PHAIDRA Vue Components

Right from the early days of PHAIDRA there was a need for more than just one frontend for the repository. This led not only to PHAIDRA API implementing many features which would be typically left for frontend (i.e. providing various data viewers which the frontend merely embeds via iframe) but also to the creation of reusable frontend components. PHAIDRA Vue Componets is a library of Vue components and scripts which implement many common use cases: ingest, metadata editing, defining relationships and access rights, search, etc. It enables fast development of tailored frontends (see Docked Applications for examples) while also keeping them thin, hence easier to maintain.

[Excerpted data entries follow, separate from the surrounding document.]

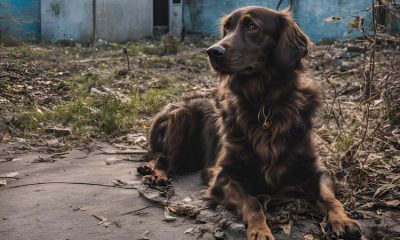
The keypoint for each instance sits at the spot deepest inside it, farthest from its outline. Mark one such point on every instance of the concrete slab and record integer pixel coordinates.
(65, 211)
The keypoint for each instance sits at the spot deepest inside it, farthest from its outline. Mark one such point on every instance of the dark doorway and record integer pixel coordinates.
(161, 16)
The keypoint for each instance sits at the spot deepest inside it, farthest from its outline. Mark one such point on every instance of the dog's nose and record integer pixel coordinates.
(216, 51)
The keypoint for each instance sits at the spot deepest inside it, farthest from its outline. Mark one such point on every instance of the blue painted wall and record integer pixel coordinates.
(310, 14)
(203, 15)
(20, 18)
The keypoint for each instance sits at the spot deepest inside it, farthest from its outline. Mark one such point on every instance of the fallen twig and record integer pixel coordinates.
(72, 183)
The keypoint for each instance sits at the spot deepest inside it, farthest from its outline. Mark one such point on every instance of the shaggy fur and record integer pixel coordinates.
(259, 63)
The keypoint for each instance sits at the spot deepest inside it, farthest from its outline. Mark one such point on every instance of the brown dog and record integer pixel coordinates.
(255, 136)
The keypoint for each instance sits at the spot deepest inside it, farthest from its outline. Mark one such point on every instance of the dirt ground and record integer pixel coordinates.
(73, 127)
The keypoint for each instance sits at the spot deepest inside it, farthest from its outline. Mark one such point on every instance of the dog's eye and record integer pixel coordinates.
(252, 27)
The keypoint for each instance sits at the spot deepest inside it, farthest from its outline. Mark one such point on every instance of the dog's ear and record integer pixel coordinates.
(223, 24)
(293, 44)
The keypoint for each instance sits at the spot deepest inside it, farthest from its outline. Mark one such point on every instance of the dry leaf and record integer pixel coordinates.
(308, 236)
(333, 19)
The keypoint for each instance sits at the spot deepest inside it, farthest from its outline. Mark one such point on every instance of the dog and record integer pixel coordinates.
(254, 136)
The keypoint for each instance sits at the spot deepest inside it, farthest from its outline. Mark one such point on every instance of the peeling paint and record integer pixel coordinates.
(203, 15)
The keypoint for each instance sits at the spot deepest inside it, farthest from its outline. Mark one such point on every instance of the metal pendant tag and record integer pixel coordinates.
(266, 124)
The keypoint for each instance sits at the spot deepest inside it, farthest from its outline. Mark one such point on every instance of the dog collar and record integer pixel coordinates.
(263, 118)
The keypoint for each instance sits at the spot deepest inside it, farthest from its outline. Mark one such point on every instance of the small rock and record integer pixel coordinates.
(237, 228)
(168, 217)
(112, 160)
(53, 142)
(95, 91)
(141, 141)
(59, 132)
(189, 230)
(10, 175)
(219, 234)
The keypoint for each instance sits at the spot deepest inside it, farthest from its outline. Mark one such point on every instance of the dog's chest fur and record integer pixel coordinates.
(273, 153)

Here is a little schematics which summarizes how the parts of PHAIDRA Vue Components work together:

PHAIDRA UI

This is the general purpose frontend for PHAIDRA. It provides access to almost all features of the repository and mostly builds on PHAIDRA Vue Components. It's aim is to be intuitive, so that it can be used by users without expert knowledge of repositories or bibliographic or other metadata, and also agnostic to where the digital object is coming from, since objects can be ingested via many different frontends and systems.

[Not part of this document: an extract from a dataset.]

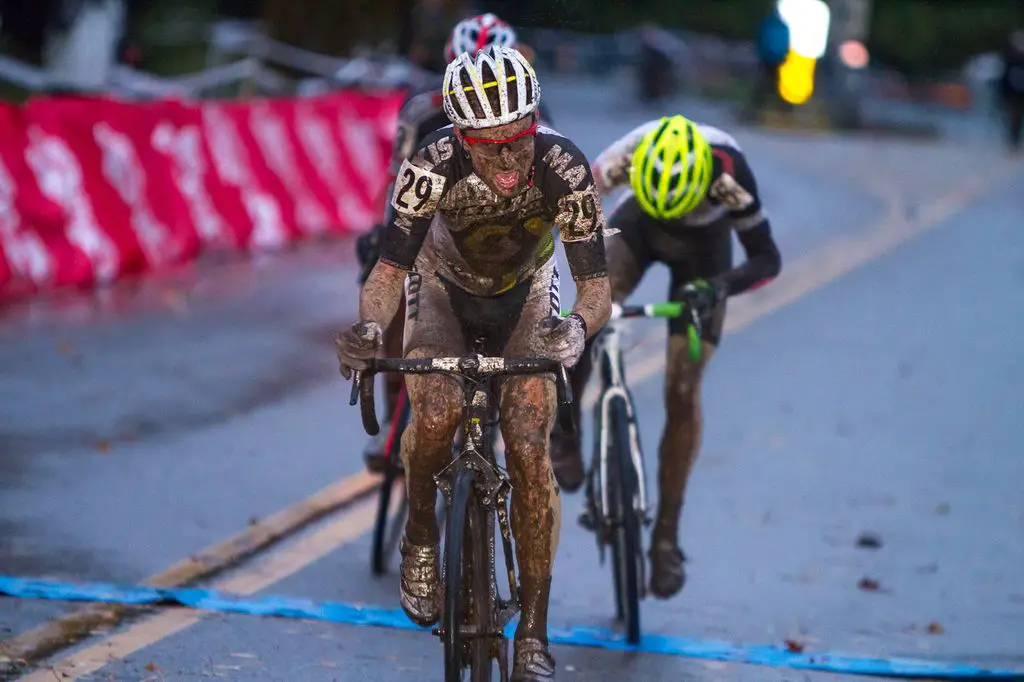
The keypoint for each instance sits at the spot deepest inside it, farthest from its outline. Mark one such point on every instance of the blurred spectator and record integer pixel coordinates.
(430, 31)
(1012, 87)
(82, 43)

Here is how a typical submit form looks like

And this is the typical detail view

Monitoring

PHAIDRA makes use of the state of the art monitoring software like Grafana, Loki and Promtail, which are part of the code repository. We'd also typically use Prometheus for alerting (not part of the code repository).

Cronjobs

Cronjobs are set up for periodic maintenance tasks like removing expired access rights definitions, creating sitemaps, updating OAI-PMH records, backing-up databases, etc.

Other services

A productive repository instance needs services which are not, or cannot be part of PHAIDRA code. Alerting and backup are two examples which should definitely be set up.

Docked applications

Throughout the 15 years of PHAIDRA's history, multiple systems have been integrated with it. There are at least 3 different systems for thesis submit, ingest workflows have been developed from systems like Goobi or Moodle and metadata have been mapped from various repositories and catalogues. Some of the integrations make use of PHAIDRA API and some even PHAIDRA Vue Components. We call the latter "Docker applications". See Docked Applications for some examples.

Other components

As a central datahub, a repository often needs to be integrated with many other services in an institution. In case of PHAIDRA this can be implemented actively via PHAIDRA API, or the API can write a job in a custom queue for the external service to pick up and process. An example of services which are integrated in some PHAIDRA instances are a Handle server or an Opencast streaming server.

Harvesters

One of the primary missions of an open respository is dissemination. PHAIDRA uses the OAI-PMH interface through whitch metadata can be harvested in oai_dc and oai_openaire metadata schemas.